AcademySoftwareFoundation / OpenShadingLanguage

Advanced shading language for production GI renderers
BSD 3-Clause "New" or "Revised" License
2.09k stars 357 forks source link

Draft: Remove more unnecessary conditional run layer calls #1713

Open chellmuth opened 1 year ago

chellmuth commented 1 year ago

This PR is a work-in-progress that I've hit a (hopefully) minor stumbling block on.

Overview

@tgrant-nv was looking at some of our shader ptx awhile ago and pointed out that a surprisingly high amount of the total instructions were just conditional layer call checks (due to all the stores and loads surrounding calls). The concern was that this was slowing down OptiX module compilation.

OSL has some basic checks in place to remove unnecessary conditional layer calls, but this patch takes things further.
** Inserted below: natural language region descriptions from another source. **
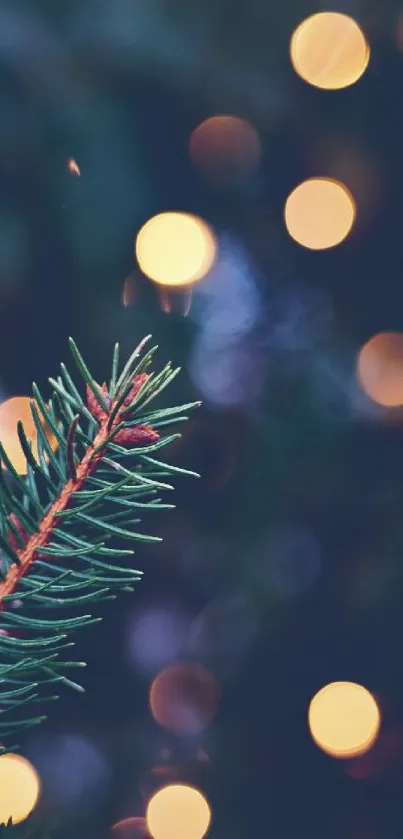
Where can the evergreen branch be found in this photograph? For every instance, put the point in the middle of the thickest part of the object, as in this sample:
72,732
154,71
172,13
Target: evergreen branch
59,539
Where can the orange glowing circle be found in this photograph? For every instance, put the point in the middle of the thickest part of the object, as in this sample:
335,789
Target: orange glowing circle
175,249
344,719
380,369
184,698
319,213
225,148
329,50
11,412
19,788
178,812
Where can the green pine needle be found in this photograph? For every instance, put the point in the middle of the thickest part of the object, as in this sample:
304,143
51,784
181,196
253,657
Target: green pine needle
60,531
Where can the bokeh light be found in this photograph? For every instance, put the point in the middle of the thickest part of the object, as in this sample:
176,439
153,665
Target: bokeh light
344,719
11,411
225,148
329,50
178,812
380,369
184,698
19,788
319,213
73,167
175,249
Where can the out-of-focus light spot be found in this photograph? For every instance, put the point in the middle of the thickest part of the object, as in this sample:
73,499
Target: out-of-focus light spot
319,213
292,561
344,719
74,772
178,812
225,148
11,412
184,698
134,827
383,758
175,302
19,788
129,292
329,50
380,369
157,636
175,249
73,167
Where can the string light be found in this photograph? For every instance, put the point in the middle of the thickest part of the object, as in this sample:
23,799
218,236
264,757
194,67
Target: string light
319,213
380,369
19,788
175,249
344,719
178,812
11,412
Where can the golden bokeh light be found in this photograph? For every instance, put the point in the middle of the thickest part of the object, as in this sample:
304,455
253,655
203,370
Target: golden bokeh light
225,148
175,249
19,788
178,812
319,213
73,167
11,412
380,369
329,50
344,719
184,698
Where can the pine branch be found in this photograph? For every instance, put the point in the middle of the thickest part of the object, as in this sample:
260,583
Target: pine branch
61,524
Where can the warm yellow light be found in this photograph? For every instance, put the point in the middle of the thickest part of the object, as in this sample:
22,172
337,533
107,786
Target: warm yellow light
178,812
225,148
329,50
19,788
319,213
380,369
344,719
11,411
184,698
175,249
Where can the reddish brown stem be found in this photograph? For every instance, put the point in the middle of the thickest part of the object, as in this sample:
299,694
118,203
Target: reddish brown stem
27,553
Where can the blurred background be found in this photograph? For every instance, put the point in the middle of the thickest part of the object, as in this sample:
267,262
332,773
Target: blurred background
229,177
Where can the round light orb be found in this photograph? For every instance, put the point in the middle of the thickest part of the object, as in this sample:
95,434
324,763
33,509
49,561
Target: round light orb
344,719
329,50
225,148
380,369
178,812
175,249
184,698
19,788
319,213
11,412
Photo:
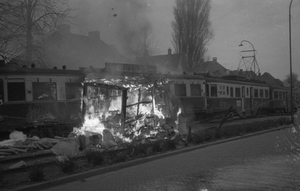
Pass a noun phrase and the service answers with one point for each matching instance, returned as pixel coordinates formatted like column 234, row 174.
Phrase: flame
column 147, row 117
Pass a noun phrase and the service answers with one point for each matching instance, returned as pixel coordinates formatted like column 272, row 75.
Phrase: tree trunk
column 29, row 43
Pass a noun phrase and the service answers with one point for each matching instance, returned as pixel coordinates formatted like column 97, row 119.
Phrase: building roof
column 73, row 50
column 212, row 68
column 165, row 63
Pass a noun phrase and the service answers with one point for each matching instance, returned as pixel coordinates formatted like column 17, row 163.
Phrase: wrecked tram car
column 39, row 98
column 208, row 97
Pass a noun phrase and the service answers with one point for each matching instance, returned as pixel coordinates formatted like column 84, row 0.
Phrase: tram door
column 251, row 100
column 243, row 100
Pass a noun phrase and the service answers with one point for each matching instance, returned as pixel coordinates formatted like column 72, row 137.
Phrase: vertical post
column 291, row 70
column 138, row 105
column 123, row 112
column 83, row 112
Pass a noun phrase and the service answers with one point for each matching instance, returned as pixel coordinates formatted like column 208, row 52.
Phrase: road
column 262, row 162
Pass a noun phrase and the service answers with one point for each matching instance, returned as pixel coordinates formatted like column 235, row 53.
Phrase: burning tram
column 34, row 97
column 125, row 98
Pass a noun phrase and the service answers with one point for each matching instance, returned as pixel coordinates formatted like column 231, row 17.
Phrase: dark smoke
column 120, row 21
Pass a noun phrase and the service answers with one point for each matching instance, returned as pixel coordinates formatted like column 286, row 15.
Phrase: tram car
column 211, row 97
column 35, row 97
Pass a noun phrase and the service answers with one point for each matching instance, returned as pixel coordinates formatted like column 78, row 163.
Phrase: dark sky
column 262, row 22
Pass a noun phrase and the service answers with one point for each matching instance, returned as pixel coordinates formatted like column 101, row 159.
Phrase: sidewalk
column 132, row 164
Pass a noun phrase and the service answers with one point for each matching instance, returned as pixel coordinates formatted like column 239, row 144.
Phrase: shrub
column 36, row 174
column 94, row 157
column 156, row 147
column 169, row 145
column 67, row 165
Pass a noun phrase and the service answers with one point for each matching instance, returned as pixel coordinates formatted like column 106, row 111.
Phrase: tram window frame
column 231, row 92
column 255, row 92
column 266, row 93
column 237, row 92
column 180, row 89
column 213, row 90
column 276, row 95
column 227, row 90
column 73, row 90
column 280, row 96
column 49, row 90
column 16, row 90
column 1, row 90
column 195, row 89
column 261, row 93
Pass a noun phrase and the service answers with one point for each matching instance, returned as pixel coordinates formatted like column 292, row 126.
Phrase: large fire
column 146, row 109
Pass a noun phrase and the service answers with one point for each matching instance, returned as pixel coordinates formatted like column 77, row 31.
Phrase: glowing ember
column 103, row 109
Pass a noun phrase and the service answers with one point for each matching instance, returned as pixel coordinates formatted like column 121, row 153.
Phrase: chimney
column 169, row 51
column 64, row 29
column 95, row 35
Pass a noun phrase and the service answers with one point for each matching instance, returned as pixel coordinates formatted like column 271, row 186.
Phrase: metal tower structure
column 248, row 66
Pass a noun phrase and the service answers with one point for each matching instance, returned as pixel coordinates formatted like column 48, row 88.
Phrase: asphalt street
column 262, row 162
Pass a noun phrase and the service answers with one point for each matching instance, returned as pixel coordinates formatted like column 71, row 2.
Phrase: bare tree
column 295, row 80
column 191, row 30
column 24, row 23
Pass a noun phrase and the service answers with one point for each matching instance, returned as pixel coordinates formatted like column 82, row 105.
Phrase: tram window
column 195, row 90
column 214, row 90
column 16, row 91
column 280, row 95
column 231, row 91
column 275, row 94
column 180, row 89
column 227, row 91
column 266, row 93
column 44, row 91
column 255, row 92
column 261, row 93
column 238, row 92
column 73, row 90
column 1, row 91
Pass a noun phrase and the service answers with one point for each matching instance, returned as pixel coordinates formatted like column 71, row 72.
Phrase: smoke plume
column 120, row 22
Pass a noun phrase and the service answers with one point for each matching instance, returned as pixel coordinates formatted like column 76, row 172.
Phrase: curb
column 99, row 171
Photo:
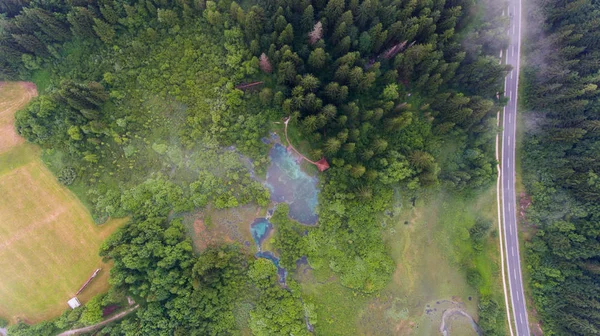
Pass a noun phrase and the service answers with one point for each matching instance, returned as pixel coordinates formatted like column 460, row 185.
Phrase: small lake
column 288, row 183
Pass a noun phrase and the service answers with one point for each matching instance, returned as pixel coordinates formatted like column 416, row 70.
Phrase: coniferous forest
column 142, row 101
column 560, row 162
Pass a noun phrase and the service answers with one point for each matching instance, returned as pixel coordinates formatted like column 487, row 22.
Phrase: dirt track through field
column 18, row 99
column 48, row 240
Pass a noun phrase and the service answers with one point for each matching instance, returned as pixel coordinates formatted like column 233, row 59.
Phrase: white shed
column 74, row 303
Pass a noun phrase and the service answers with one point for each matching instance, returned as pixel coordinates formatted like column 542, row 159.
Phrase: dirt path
column 98, row 325
column 452, row 312
column 10, row 138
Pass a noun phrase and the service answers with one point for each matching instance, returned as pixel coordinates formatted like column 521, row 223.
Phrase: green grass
column 337, row 307
column 431, row 253
column 48, row 241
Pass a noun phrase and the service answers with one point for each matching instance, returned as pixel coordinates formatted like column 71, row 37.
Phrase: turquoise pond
column 288, row 184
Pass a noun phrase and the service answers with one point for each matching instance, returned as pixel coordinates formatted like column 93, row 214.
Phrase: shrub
column 67, row 176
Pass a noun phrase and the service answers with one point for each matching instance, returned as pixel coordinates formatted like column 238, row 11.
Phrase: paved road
column 509, row 199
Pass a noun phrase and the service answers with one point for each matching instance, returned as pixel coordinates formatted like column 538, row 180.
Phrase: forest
column 561, row 166
column 143, row 112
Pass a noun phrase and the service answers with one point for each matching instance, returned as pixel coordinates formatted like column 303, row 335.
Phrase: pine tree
column 108, row 12
column 316, row 34
column 54, row 29
column 82, row 22
column 264, row 64
column 31, row 44
column 310, row 82
column 105, row 31
column 307, row 21
column 334, row 10
column 317, row 58
column 287, row 35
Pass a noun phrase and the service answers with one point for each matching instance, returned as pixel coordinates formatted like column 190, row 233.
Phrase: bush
column 67, row 176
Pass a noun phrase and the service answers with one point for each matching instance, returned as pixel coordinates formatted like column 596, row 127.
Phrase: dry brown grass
column 48, row 241
column 13, row 96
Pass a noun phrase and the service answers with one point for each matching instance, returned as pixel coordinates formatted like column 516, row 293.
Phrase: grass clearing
column 430, row 248
column 49, row 243
column 212, row 227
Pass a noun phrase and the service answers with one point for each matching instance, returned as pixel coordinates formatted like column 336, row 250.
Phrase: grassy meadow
column 48, row 240
column 431, row 256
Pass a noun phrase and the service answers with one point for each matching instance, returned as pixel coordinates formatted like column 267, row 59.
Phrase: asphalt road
column 509, row 199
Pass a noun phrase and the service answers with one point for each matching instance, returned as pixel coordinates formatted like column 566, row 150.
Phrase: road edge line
column 500, row 227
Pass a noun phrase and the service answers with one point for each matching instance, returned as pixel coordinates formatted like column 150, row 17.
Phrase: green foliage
column 67, row 176
column 560, row 162
column 279, row 310
column 93, row 311
column 291, row 241
column 142, row 113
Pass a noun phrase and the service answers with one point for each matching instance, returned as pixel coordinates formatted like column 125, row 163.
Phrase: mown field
column 430, row 255
column 48, row 241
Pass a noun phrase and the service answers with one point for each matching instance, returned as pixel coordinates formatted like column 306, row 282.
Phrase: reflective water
column 288, row 183
column 260, row 230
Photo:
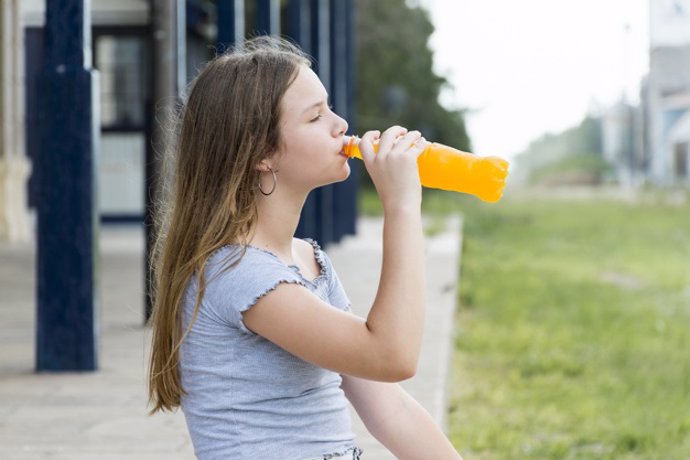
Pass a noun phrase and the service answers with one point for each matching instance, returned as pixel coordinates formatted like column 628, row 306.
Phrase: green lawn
column 573, row 328
column 573, row 334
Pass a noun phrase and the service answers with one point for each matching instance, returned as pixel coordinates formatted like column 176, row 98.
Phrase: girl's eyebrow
column 315, row 105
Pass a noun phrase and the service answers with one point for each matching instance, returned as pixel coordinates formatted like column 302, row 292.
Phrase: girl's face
column 310, row 153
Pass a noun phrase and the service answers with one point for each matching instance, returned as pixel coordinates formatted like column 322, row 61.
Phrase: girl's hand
column 393, row 168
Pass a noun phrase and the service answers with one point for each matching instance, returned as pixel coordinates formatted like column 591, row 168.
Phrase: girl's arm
column 397, row 421
column 387, row 345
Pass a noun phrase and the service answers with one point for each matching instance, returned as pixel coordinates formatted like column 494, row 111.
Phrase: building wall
column 668, row 91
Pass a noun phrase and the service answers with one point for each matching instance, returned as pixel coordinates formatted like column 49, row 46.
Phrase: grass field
column 573, row 330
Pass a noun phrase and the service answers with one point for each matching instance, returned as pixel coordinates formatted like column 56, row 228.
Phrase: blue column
column 230, row 24
column 321, row 50
column 342, row 97
column 66, row 338
column 300, row 32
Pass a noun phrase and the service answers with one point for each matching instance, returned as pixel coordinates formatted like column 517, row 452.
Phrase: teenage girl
column 252, row 331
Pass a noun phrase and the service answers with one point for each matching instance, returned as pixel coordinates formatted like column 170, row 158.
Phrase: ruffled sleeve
column 232, row 290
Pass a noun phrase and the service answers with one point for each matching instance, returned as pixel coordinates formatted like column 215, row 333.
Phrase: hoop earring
column 275, row 182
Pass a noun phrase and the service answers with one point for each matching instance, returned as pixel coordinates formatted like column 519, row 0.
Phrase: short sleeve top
column 245, row 396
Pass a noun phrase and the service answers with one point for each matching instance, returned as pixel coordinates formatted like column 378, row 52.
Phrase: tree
column 395, row 79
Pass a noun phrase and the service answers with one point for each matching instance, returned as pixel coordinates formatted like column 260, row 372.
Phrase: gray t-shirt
column 247, row 398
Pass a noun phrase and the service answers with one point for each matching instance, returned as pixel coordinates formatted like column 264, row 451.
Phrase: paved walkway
column 102, row 415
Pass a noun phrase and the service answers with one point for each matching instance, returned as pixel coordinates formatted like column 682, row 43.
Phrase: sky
column 530, row 67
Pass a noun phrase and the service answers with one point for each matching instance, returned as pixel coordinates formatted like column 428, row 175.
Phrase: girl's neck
column 277, row 221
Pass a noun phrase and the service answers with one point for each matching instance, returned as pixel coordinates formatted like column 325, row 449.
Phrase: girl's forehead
column 306, row 89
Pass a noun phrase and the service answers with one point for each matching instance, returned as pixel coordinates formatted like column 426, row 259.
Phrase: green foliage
column 573, row 331
column 578, row 168
column 395, row 79
column 575, row 155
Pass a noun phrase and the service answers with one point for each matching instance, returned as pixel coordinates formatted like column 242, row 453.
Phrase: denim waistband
column 353, row 453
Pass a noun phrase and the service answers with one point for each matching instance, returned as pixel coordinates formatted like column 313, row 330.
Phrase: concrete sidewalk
column 102, row 415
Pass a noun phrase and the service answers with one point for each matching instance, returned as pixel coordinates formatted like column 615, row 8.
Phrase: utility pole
column 67, row 267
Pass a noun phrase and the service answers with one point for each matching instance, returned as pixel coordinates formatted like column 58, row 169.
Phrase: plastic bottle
column 446, row 168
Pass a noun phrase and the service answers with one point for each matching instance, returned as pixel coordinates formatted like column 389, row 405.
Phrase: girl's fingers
column 408, row 142
column 389, row 138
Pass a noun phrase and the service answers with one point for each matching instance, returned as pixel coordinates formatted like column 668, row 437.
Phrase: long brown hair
column 229, row 123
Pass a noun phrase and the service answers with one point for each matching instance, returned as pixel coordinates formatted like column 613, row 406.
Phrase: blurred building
column 666, row 98
column 123, row 54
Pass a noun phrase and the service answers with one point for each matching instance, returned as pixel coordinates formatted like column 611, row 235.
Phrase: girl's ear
column 263, row 166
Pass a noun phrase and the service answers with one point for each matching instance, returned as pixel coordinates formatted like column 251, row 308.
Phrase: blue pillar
column 321, row 39
column 300, row 32
column 66, row 338
column 342, row 73
column 230, row 24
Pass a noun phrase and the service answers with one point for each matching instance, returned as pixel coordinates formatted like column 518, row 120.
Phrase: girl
column 252, row 331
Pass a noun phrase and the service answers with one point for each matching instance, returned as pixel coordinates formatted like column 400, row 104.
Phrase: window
column 124, row 80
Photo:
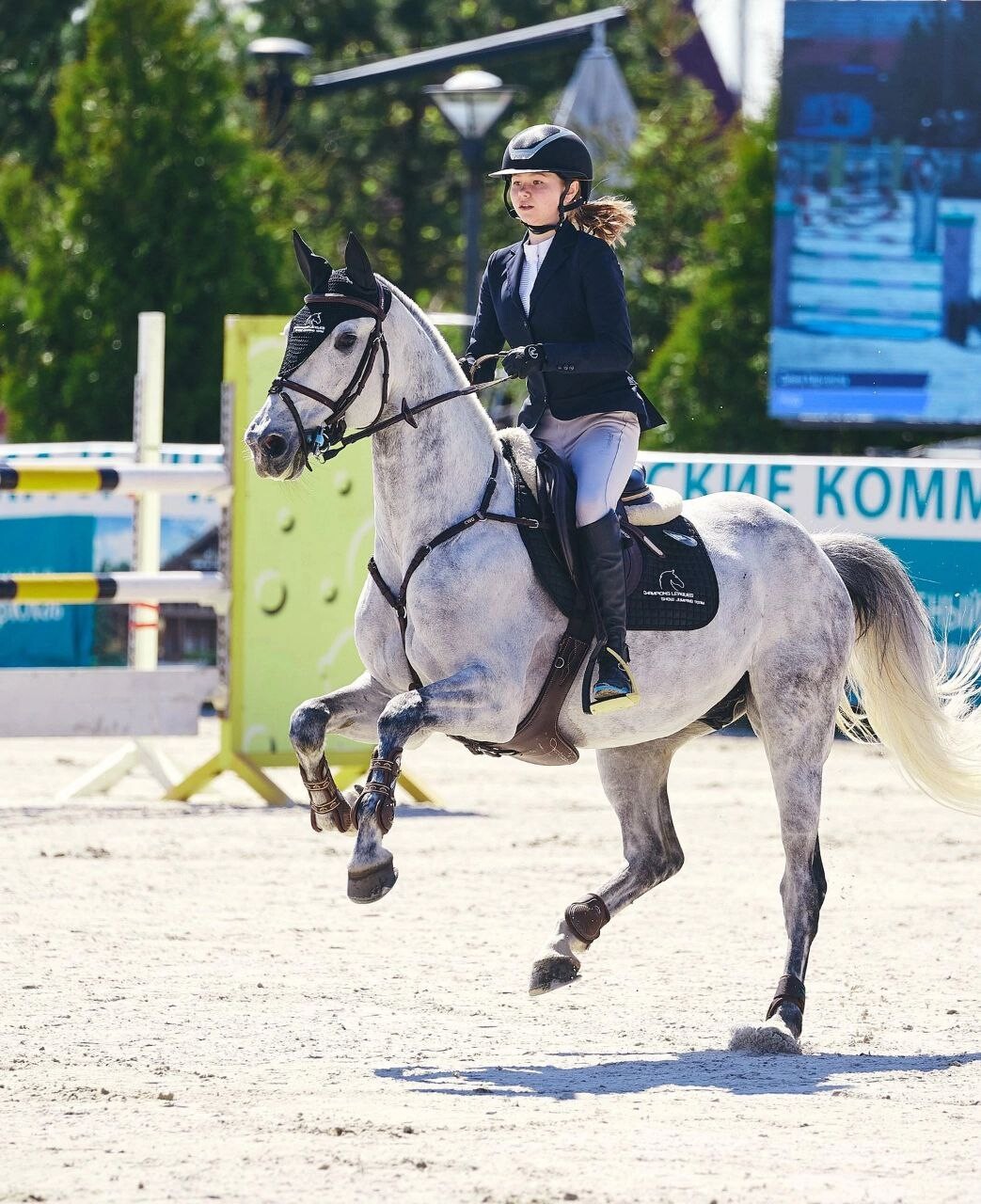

The high level strategy is:

It doesn't help the compilation times for every shader, but we've seen speedups as high as 5x on some of our most expensive shaders.

Work in progress

The problem I've run into is that the optimization pass introduces quite a bit of overhead to the ptx generation. Most assets take 10-20% longer to generate ptx with this patch. For us, it's probably still a good trade to turn on for GPU (module compilation is more expensive than ptx generation), but I was hoping some more eyes could help improve things. Especially since I've never written a LLVM pass before, maybe I'm doing things particularly inefficiently.

Any feedback or ideas would be appreciated!

Tests

Checklist:

linux-foundation-easycla[bot] commented 1 year ago

CLA Missing ID CLA Not Signed

tgrant-nv commented 1 year ago

This sounds very promising. A 10-20% increase in JIT time isn't so bad, if it increases the shader performance or even reduces the PTX compile time. We'll take a closer look and see what recommendations we can make.

chellmuth commented 1 year ago

This sounds very promising. A 10-20% increase in JIT time isn't so bad, if it increases the shader performance or even reduces the PTX compile time. We'll take a closer look and see what recommendations we can make.

Thanks! Looking forward to your findings.

lgritz commented 1 year ago

Is this ready to be a non-draft? Looks like it might need a rebase as well.

chellmuth commented 1 year ago

Is this ready to be a non-draft?

It's close. It turned out the speed hit we've been seeing is because removing so many run-layer checks made the remaining ones more palatable for inlining. So LLVM's inlining pass times are growing quite a bit.

Now that it's been merged, I want to test this patch internally on #1680, since that also has inlining ramifications and I want to make sure everything interacts okay.

AlexMWells commented 1 year ago

@chellmuth , as an experiment could you add a no-inline attribute to the layer functions to prevent them from being inlined? Not sure you really want to do that, but could be an interesting data point.